Visually, this is less consistent and thus less appealing (to me). Perhaps some people like the bottom horizontal "bar" as a sort of underline?

Functionally, there is little good reason for this variation – with the possible exception of shifting the lowest pressure point up a little.

So what is the main reason for this variation?

Historically, there was a period when manufacturers were shipping shoes with the lace ends fed into the bottom eyelets and simply tucked away neatly inside the shoe. In later years, with greater competition and cheaper labor, manufacturers began lacing their shoes all the way, yet still starting as they always did with the ends fed into the bottom eyelets. The end result was this variation, which has since become one of the "standard" ways that shoes now arrive pre-laced.

Shoelace Lengths for Criss Cross Lacing

Pairs of eyelets: 2 3 4 5 6 7 8
Length needed: 70 cm
28 inch
81 cm
32 inch
91 cm
36 inch
102 cm
40 inch
112 cm
44 inch
123 cm
48 inch
134 cm
53 inch
Lengths available: 27" 36" 36" 40" 45" 45" 54"

NOTE: These are approximate shoelace lengths for using this lacing on an average sized sneaker. For more accurate lengths, use the Shoelace Length Calculator.

Comparative Length

The length of shoelace required for Criss Cross Lacing is the "baseline" length against which all other shoe lacing methods are compared.

More details

Criss Cross Lacing Feedback

"By the way, something you might want to explicitly add to your "Traditional criss-cross" lacing. Make sure to alternate which lace goes on top with each pair of eyelets. Your illustration does show this. It's always the left or right side that crosses on top.
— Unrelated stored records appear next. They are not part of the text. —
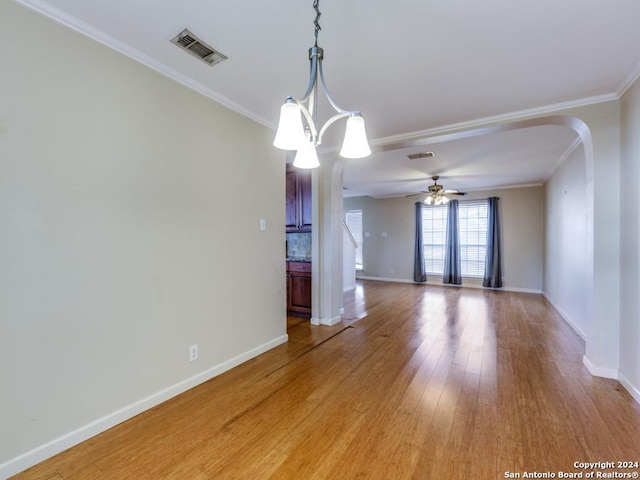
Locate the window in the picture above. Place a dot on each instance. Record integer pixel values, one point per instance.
(472, 219)
(434, 230)
(354, 222)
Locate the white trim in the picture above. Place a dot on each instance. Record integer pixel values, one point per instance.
(70, 439)
(330, 322)
(101, 37)
(415, 138)
(566, 317)
(635, 393)
(440, 284)
(443, 133)
(599, 371)
(630, 80)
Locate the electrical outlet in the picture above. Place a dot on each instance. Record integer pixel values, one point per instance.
(193, 353)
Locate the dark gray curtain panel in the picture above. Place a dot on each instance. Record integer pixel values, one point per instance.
(419, 274)
(493, 262)
(452, 263)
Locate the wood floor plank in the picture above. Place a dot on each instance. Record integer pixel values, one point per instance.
(417, 382)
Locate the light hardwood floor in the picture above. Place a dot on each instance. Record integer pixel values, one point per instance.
(420, 382)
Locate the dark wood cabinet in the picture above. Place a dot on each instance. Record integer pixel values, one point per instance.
(299, 288)
(298, 200)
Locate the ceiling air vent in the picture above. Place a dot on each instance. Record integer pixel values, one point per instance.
(415, 156)
(196, 47)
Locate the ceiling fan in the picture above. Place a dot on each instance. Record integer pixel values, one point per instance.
(436, 193)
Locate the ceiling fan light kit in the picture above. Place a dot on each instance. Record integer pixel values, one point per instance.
(292, 134)
(436, 193)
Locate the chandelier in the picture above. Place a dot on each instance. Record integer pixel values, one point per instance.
(293, 135)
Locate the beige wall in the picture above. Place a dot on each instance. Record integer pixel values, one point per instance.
(630, 241)
(125, 238)
(391, 256)
(566, 256)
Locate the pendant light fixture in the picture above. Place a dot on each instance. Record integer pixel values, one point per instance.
(293, 135)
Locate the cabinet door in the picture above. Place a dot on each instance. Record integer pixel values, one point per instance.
(304, 197)
(291, 200)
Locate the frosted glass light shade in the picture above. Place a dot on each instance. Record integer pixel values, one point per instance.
(306, 156)
(355, 143)
(290, 134)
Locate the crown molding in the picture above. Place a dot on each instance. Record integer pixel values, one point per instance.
(99, 36)
(391, 143)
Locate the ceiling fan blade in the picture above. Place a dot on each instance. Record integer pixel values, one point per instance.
(416, 194)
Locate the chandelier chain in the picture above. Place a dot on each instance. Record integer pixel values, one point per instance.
(316, 22)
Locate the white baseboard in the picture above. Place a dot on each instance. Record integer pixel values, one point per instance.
(566, 318)
(613, 374)
(384, 279)
(68, 440)
(326, 321)
(440, 284)
(634, 391)
(599, 371)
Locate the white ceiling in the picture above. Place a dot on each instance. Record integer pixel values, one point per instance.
(413, 67)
I learned this method from professional hockey players. By alternating, it "locks" the laces into place, ensuring a long-lasting, tight - but comfortable fit. The last thing you want went you're going from 20 mph to 0 in less than a second is a loose boot!"

– (Anonymous), Mar-2004

"For example the European straight lacing method, as well as the shoe shop menthod result in various crossings of the laces UNDER the two sides of the shoe. Consequently the thickening due to the crossing of the laces is pressed into the instep of the foot when tying the laces. For me that is THE most important reason why I prefer the criss-cross method, where the thickening of the crossed laces is BETWEEN the two sides of the shoe. No pressure on the instep!"
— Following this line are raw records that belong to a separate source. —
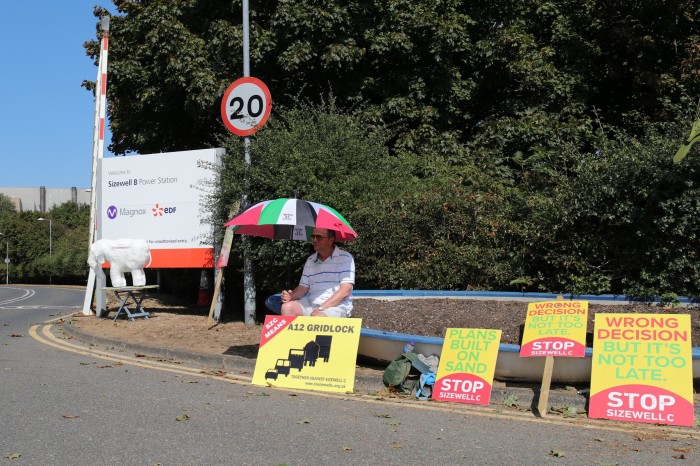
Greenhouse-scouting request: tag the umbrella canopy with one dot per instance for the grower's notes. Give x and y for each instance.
(289, 218)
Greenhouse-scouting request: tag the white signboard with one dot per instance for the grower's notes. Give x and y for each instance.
(161, 198)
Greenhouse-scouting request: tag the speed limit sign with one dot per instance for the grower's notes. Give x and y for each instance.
(246, 106)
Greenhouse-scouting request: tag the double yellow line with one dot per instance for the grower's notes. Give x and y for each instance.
(43, 334)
– Martin v-H., Leiden, The Netherlands, Mar-2004

"I've tried several methods, but I reverted to the old criss cross standard, cause it's what I know best."

– Jim S., Vancouver, BC, Sep-2004

"I've also noticed that I'm lacing my shoes using a variation of the Criss Cross lacing, resulting in the first cross being under and sebsequent crosses being over. The reason is that I was starting the lacing by running the bottom line down into the shoe instead of up creating a sort of "shoe hood ornament." So my variation wasn't as visually pleasing as the original. There was also a bunching at the bottom from my step."

– Rob M., Oct-2004

"I chose the crisscross for comfort and feel better already."

– Eddie A., Nov-2004

"For those of us with narrow feet, criss cross lacing has an disadvantage compared with straight lacing: For the standard criss cross style, the laces must run from above to below between the left and the right side; but with narrow feet, you sometimes simply don't have the space for laces at that place."

– Bodo M., Feb-2005

"That straight lacing method is the method used on shoes and ankle boots (but not combat boots which are laced using the standard criss cross lacing) for, not only cadets, but by all members of the Canadian Armed Forces."
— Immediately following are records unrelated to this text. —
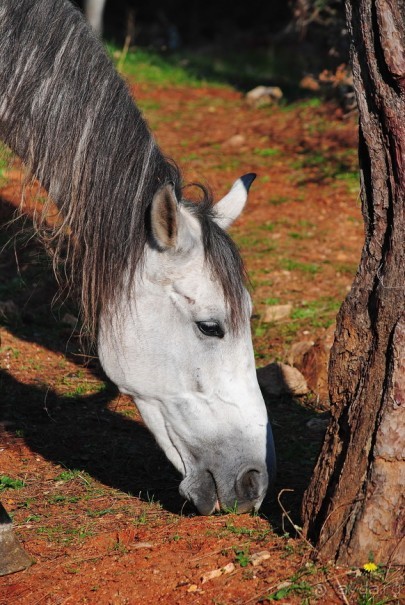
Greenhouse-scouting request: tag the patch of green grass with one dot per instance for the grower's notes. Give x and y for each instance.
(242, 557)
(99, 513)
(152, 67)
(7, 482)
(62, 499)
(293, 265)
(70, 474)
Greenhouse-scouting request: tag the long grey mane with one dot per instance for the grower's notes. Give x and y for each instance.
(69, 116)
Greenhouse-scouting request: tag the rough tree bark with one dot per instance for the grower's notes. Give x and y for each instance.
(354, 505)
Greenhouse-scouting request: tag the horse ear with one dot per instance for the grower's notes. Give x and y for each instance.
(165, 217)
(229, 208)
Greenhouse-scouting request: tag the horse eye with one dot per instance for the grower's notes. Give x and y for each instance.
(210, 328)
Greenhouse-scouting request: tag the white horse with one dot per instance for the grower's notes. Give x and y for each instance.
(161, 284)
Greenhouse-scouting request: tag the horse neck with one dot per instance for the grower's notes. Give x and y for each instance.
(69, 116)
(65, 111)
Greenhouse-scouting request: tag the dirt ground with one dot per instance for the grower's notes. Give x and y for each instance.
(98, 508)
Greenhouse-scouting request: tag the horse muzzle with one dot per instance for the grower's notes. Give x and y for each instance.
(238, 492)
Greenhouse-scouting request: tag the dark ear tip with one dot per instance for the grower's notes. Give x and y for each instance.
(247, 179)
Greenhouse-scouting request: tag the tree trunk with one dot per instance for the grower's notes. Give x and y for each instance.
(354, 506)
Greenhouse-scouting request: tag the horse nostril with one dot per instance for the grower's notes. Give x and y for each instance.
(250, 485)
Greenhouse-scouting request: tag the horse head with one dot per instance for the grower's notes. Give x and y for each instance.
(180, 345)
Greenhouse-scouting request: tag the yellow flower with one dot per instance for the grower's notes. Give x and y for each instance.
(370, 567)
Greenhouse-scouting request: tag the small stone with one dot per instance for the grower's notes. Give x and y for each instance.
(277, 312)
(210, 575)
(264, 95)
(143, 545)
(298, 351)
(216, 573)
(310, 83)
(258, 557)
(280, 379)
(237, 140)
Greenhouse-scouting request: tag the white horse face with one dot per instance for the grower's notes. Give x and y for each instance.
(175, 351)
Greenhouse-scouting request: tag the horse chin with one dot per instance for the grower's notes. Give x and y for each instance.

– J-P J., Ontario, Canada, Jun-2005

"I tried doing the simple criss cross because it looked cool. But when I put my foot in and tightend my shoe it looked really funny. I have converse shoes and when i do the thing they cross over and u only see one lace and It doesnt look to pleasing. You know how the laces look like crosses... mine look like this \/ all the way up and all the way down ."

– Ryan M., Jul-2005

"Several years ago I had a pair of deck shoes, with leather laces, that irritated my skin under the bottom lace. I had laced them using the Criss Cross method. I discovered that going back to the Factory Variation relieved the pressure from the bottom lace (grey section) that was causing the irritation."